Exatos 60 anos depois da descoberta de sua estrutura, a molécula de DNA talvez tenha que passar por uma remodelagem. E essa nova forma do material genético poderá ajudar a entender mistérios sobre o câncer.
A imagem da estrutura do DNA foi descoberta em 1953. Ela lembra uma escada retorcida e, por isso, é denominada dupla hélice. E, se retorcemos mais ainda a escada já retorcida, chegaremos a um ‘novelinho’ de DNA: o cromossomo.
Nas últimas décadas, a imagem da escada retorcida (ou dupla hélice) tem sido aquela estampada nos livros. Mas já se desconfiava que pudesse haver um tipo ‘anômalo’ de DNA, formado, digamos, por uma escada com quatro ‘braços’ em vez dos dois tradicionais.
Evidências para isso vinham do fato de se conhecer esse tipo de DNA em ciliados (micro-organismos que usam ‘cílios’ para se locomoverem). E também de algo que se pode obter em laboratório: um DNA com excesso de guanina que se retorce e assume a forma de uma hélice quádrupla.
Explicando: a guanina (G), juntamente com a citosina (C), adenina (A) e timina (T), são os ‘bloquinhos’ que, ao se juntarem, dois a dois, formam os degraus da escala, na imagem tradicional do DNA. São conhecidos formalmente como nucleotídeos ou, no popular, como as ‘letrinhas’ do DNA. Nos degraus, estão sempre aos pares: A com T e C com G.

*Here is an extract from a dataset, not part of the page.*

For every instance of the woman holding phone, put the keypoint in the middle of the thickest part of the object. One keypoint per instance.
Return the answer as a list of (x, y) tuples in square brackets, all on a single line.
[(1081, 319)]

Por esse excesso de guanina, o DNA de hélice quádrupla é tecnicamente chamado G-quadruplex.
Em humanos?
Mas restava a dúvida: haveria G-quadruplex nas células humanas? A resposta é um sim – porém, não muito enfático, como veremos a seguir.
A equipe de Shankar Balasubramanian, da Universidade de Cambridge (Reino Unido) – por sinal, a mesma onde a estrutura do DNA foi descoberta em 1953 –, escreve na introdução de artigo recém-publicado que os resultados obtidos por eles “fornecem evidências substantivas para a formação do G-quadruplex no genoma de células de mamíferos”.
Porém, um dos comentários publicados na página da Nature News diz que os resultados apresentados não revelam a existência do G-quadruplex nas células humanas, mas evidências da reação do anticorpo. Balasubramanian parece concordar com a crítica: “Está correto que a visualização foi mediada por um anticorpo altamente específico para o G-quadruplex”, disse à CH. Mas, no artigo, os autores deixam claro que não há dúvidas sobre a presença de tal DNA nas células estudadas.
Explicando o que foi dito acima. A equipe de Balasubramanian desenvolveu em laboratório um anticorpo que, segundo os autores, é especializado em grudar apenas nos G-quadruplex e pode ser localizado por meio do brilho (luz) que emite.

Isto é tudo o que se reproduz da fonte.